Eva Schwab is an OSUN Postdoctoral Fellow at the CEU Democracy Institute. In her project with the title “Environment and Securitization: Middle Classes vs. Slum Inhabitants in Participatory Forms of Urban Governance in Belgrade” she investigates civic vigilantism as a lens on how communal order and air pollution become sites for the articulation of middle classness in a city that is increasingly restructured to serve the interests of international capital. Before she has finished her doctoral dissertation with the title “Civilizing Waste: Work, Non-Work, and Urban Citizenship in the Making of Belgrade (1965-2018)” at the Department of Sociology and Social Anthropology of the Central European University.

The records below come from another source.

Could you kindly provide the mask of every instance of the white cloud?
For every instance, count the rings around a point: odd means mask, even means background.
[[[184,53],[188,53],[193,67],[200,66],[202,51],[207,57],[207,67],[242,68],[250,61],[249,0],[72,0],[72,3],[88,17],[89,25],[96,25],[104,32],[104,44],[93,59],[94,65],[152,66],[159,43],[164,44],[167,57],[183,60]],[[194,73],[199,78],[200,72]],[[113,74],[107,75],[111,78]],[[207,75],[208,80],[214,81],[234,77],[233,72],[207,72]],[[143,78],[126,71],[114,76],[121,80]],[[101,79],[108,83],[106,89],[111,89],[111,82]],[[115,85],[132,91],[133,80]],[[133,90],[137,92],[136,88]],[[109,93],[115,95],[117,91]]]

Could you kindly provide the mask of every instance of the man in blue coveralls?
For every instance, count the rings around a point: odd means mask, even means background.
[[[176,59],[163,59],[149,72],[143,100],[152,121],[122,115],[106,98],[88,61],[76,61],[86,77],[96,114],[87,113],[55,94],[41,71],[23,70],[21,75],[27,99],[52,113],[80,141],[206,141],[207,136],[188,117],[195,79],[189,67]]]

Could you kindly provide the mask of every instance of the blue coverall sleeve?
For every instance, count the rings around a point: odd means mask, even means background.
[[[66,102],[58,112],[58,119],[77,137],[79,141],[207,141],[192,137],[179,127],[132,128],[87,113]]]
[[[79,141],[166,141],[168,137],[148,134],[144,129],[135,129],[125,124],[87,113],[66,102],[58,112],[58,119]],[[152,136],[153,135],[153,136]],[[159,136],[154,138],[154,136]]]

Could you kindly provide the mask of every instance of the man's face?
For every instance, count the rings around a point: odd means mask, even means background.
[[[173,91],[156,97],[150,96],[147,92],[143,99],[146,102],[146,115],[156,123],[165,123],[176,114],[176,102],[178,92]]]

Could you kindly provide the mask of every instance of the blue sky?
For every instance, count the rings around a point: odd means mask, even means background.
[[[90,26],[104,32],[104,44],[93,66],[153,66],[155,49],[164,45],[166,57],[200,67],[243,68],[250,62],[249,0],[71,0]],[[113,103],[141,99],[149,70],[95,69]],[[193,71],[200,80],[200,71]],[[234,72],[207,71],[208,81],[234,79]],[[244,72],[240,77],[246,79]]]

Her research interests are in the area of historical sociology, (post-) socialist urbanization, and policing.

Discussant:

Csaba Jelinek is the co-founder of Periféria Policy and Research Center. He finished his studies in the field of urban sociology and anthropology at CEU and wrote his PhD dissertation on the history of Hungarian urban regeneration policies. In his research he focuses on social inequalities, urban regeneration, gentrification and the political economy of development projects. He has collaborated with several local municipalities in Hungary in planning socially sensitive urban policies and interventions. Recently, he is interested in municipal budgeting and forms of financing, as well as models for housing cooperatives.